The things children say can be the most delightful, embarrassing, fearful, joyous words you will ever experience. I never did this when my kids were young, but I think it’s a good idea to jot those little tidbits down for future reference. They may come in handy down the line. Instead of keeping a journal, I often relied on memory and repeating those clever little thoughts over and over to burn them into my brain.
My own children had some funny things to say during their youth, but the most recent memories come from their children. Here are a couple of examples: My teenage grandson, while comparing himself to his older brother – “He’s a complete set of encyclopedias. I’m just a pocket dictionary, with pages missing.” My granddaughter wrote this on a Christmas card she created for me a while back, “To my favorite grandma – on my mother’s side.”
Some of my young students have had some funny things to say also. When I arrived a few minutes late, a child piped up with this comment, “We thought you died and went to heaven.” Another announced to the class that I had brownchitis. Another precocious young actress took time during rehearsal to let me know that the boy she was playing opposite of, was picking his nose and it was gross.
When kids have something to say, there are usually no boundaries. They say what they think and you never know what it will be!

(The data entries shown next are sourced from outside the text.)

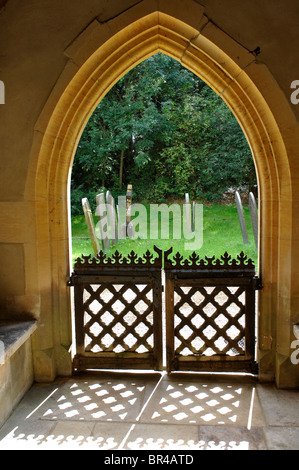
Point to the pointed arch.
(97, 59)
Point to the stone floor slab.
(153, 411)
(282, 438)
(162, 437)
(281, 407)
(231, 438)
(177, 401)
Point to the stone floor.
(126, 411)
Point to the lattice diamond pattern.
(209, 321)
(118, 318)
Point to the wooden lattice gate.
(210, 307)
(118, 312)
(209, 313)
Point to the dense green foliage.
(162, 129)
(221, 232)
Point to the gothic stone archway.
(97, 59)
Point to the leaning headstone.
(193, 217)
(103, 221)
(129, 223)
(90, 225)
(188, 213)
(241, 218)
(254, 218)
(112, 218)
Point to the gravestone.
(188, 213)
(241, 218)
(254, 218)
(112, 218)
(101, 212)
(90, 225)
(128, 227)
(193, 217)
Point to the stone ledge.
(13, 334)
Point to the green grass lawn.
(221, 233)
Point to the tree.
(164, 130)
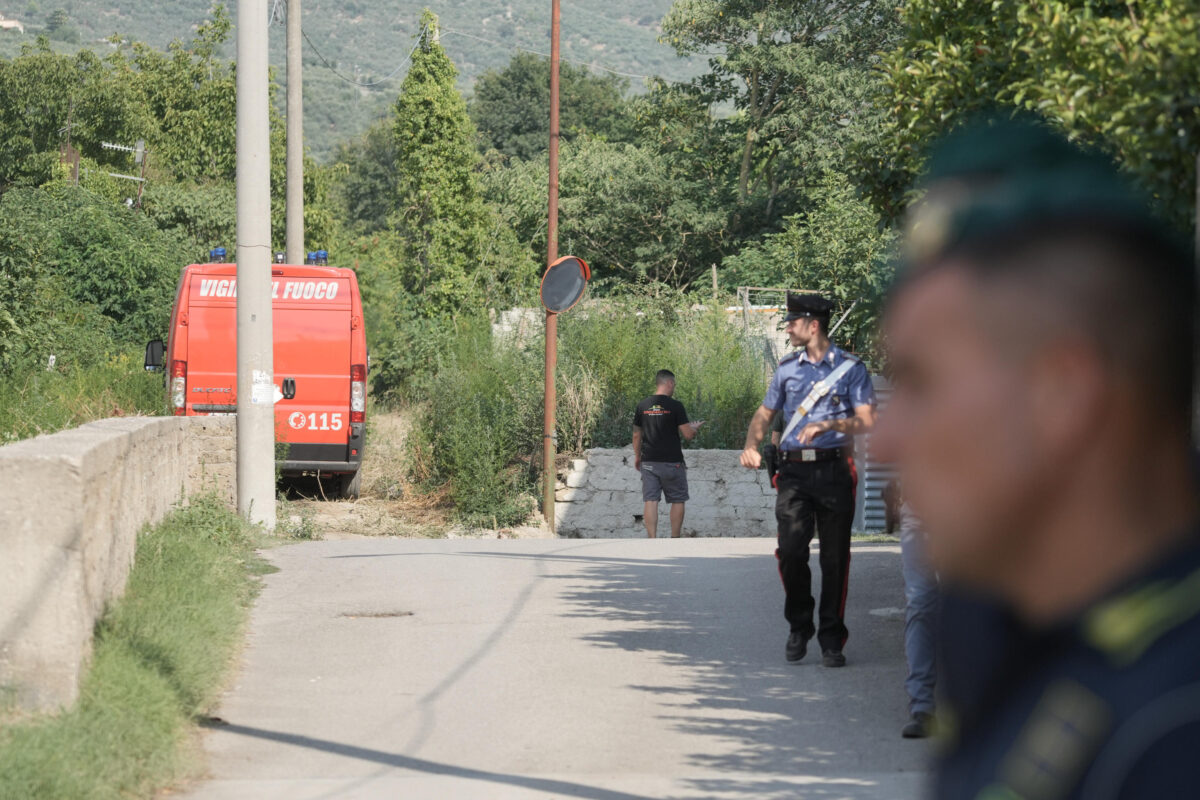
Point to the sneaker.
(832, 659)
(921, 726)
(797, 645)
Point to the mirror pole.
(550, 474)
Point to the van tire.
(349, 486)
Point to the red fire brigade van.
(321, 361)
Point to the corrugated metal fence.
(873, 476)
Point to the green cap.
(999, 175)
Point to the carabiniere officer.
(827, 398)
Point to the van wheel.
(349, 486)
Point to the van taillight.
(358, 392)
(178, 386)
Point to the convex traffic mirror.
(564, 283)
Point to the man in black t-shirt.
(658, 452)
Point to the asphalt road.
(613, 669)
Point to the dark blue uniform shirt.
(1103, 708)
(796, 377)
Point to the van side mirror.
(155, 354)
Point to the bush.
(719, 374)
(35, 400)
(480, 428)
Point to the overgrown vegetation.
(479, 426)
(160, 655)
(787, 161)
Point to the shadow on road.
(719, 621)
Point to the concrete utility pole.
(550, 474)
(295, 248)
(256, 344)
(1195, 376)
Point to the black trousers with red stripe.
(816, 497)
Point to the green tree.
(370, 180)
(796, 73)
(510, 107)
(57, 19)
(1120, 76)
(441, 214)
(623, 209)
(48, 100)
(835, 248)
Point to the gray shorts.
(661, 477)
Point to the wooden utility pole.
(550, 473)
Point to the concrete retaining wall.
(71, 506)
(601, 497)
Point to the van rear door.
(312, 367)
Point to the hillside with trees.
(786, 161)
(355, 59)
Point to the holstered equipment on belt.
(771, 458)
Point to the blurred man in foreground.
(1042, 347)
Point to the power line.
(359, 83)
(594, 65)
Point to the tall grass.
(35, 400)
(159, 660)
(479, 429)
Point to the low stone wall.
(601, 497)
(71, 506)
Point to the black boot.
(832, 659)
(921, 726)
(797, 645)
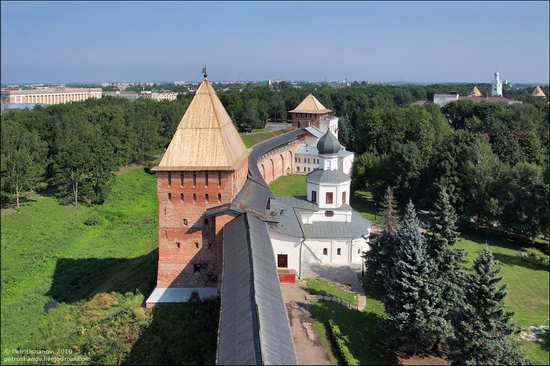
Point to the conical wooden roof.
(537, 92)
(206, 138)
(475, 92)
(311, 105)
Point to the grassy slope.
(528, 286)
(102, 275)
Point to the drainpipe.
(300, 259)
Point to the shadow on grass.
(79, 279)
(513, 260)
(180, 334)
(364, 340)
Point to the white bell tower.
(497, 86)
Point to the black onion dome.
(328, 144)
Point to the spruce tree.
(449, 261)
(378, 256)
(415, 319)
(482, 326)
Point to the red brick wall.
(281, 163)
(186, 237)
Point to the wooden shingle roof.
(310, 104)
(537, 92)
(206, 138)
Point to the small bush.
(93, 220)
(337, 337)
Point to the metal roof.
(327, 176)
(254, 326)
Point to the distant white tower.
(497, 86)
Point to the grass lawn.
(251, 139)
(289, 185)
(101, 274)
(528, 285)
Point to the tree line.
(434, 303)
(415, 149)
(491, 158)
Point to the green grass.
(318, 287)
(102, 274)
(528, 282)
(255, 138)
(289, 185)
(363, 339)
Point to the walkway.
(307, 343)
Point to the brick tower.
(308, 113)
(205, 166)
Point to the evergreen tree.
(415, 321)
(378, 257)
(449, 261)
(481, 325)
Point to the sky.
(386, 41)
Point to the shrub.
(93, 220)
(340, 341)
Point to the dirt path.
(307, 343)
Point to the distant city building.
(48, 96)
(130, 95)
(497, 86)
(159, 95)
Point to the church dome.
(328, 144)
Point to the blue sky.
(430, 41)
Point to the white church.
(320, 228)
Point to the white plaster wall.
(286, 244)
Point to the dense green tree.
(101, 171)
(23, 157)
(345, 132)
(72, 169)
(482, 326)
(481, 180)
(441, 236)
(416, 320)
(378, 259)
(525, 204)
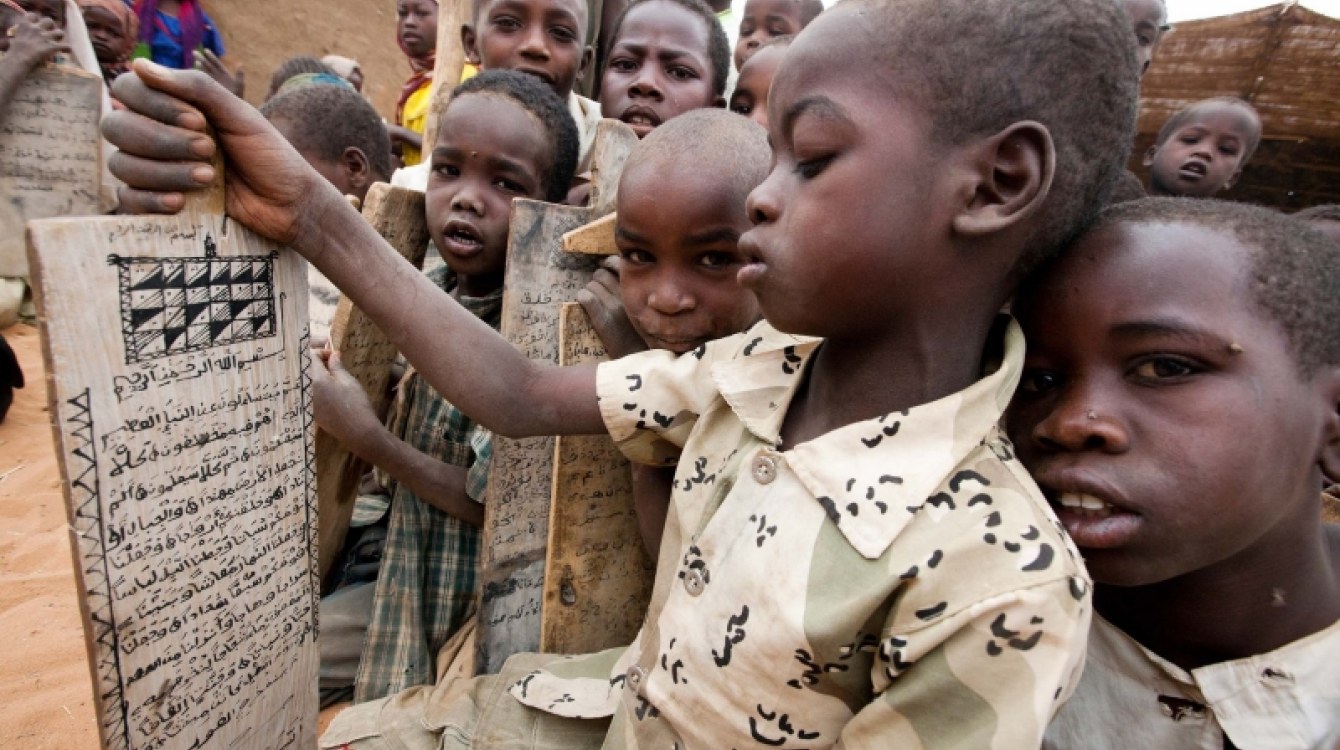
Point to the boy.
(504, 135)
(1179, 410)
(343, 138)
(1202, 149)
(666, 58)
(751, 94)
(856, 556)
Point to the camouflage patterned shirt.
(895, 583)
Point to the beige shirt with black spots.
(897, 583)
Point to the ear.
(1011, 176)
(1329, 453)
(468, 40)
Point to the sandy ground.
(46, 691)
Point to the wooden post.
(539, 279)
(450, 60)
(50, 156)
(367, 354)
(176, 354)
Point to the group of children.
(883, 512)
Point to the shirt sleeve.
(651, 401)
(992, 675)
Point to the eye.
(1039, 382)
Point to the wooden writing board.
(367, 355)
(539, 279)
(177, 360)
(50, 156)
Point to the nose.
(1080, 422)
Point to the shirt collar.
(874, 476)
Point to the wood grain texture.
(50, 156)
(598, 573)
(367, 355)
(178, 390)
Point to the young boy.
(1202, 149)
(1179, 410)
(666, 58)
(852, 555)
(504, 135)
(751, 94)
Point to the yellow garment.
(416, 119)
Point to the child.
(765, 20)
(505, 135)
(666, 58)
(856, 556)
(342, 137)
(113, 28)
(678, 235)
(1202, 149)
(1327, 218)
(416, 32)
(1150, 19)
(751, 94)
(1179, 410)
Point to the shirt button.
(633, 679)
(765, 468)
(693, 583)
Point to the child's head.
(1203, 147)
(416, 27)
(681, 214)
(504, 135)
(666, 58)
(751, 94)
(923, 161)
(113, 28)
(543, 38)
(1150, 19)
(337, 131)
(1325, 218)
(764, 20)
(1179, 397)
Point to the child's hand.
(164, 152)
(36, 40)
(603, 302)
(339, 403)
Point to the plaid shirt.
(430, 563)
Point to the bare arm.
(274, 192)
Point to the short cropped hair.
(717, 143)
(980, 66)
(1293, 272)
(536, 98)
(718, 46)
(296, 66)
(1187, 114)
(327, 119)
(1328, 212)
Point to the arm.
(274, 192)
(34, 42)
(342, 409)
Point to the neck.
(1273, 593)
(863, 378)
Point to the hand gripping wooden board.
(177, 362)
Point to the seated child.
(505, 135)
(1179, 410)
(343, 138)
(751, 94)
(1202, 149)
(852, 553)
(677, 231)
(666, 58)
(1327, 218)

If you’ve ever heard young children singing in church, you will understand their exuberance. We can learn a lot from them. Praising God should be joyful. I think many of us lose some of that excitement as we become comfortable in our faith. Jesus often referred to little children when talking about their faith and acceptance. Maybe we can learn some lessons from them at times.
I love how they give new meaning to God’s Word from time to time. Here are some excerpts spoken by children regarding just the subject of Moses:
“His real name was Charlton Heston. He led the Israel lights out of Egypt because of the bad Pharoah. God sent ten plagues on the Egyptians. Some of the plagues were mice, frogs, bugs, lice and no cable. Every day in the desert, God fed the Israel lights some manicotti. He gave them His “Top Ten” commandments. They were things like: don’t lie, don’t cheat, don’t dance, don’t smoke, don’t covet your neighbor’s stuff (whatever that means). He also told them to humor their fathers and mothers.”
God often uses examples of the weakest human beings who have been used for the most difficult situations. In Matthew 21:16 we read Jesus response to his disciples, “”Do you hear what these children are saying?” they asked him. “Yes,” replied Jesus, “have you never read, “‘From the lips of children and infants you, Lord, have called forth your praise?”
Lord, you have given the most precious gift of life to this ailing world. Little children come to know you through simple faith. Even though I am old in years, may I continue to come to you in childlike faith and accept the plans you have laid out for me. Amen!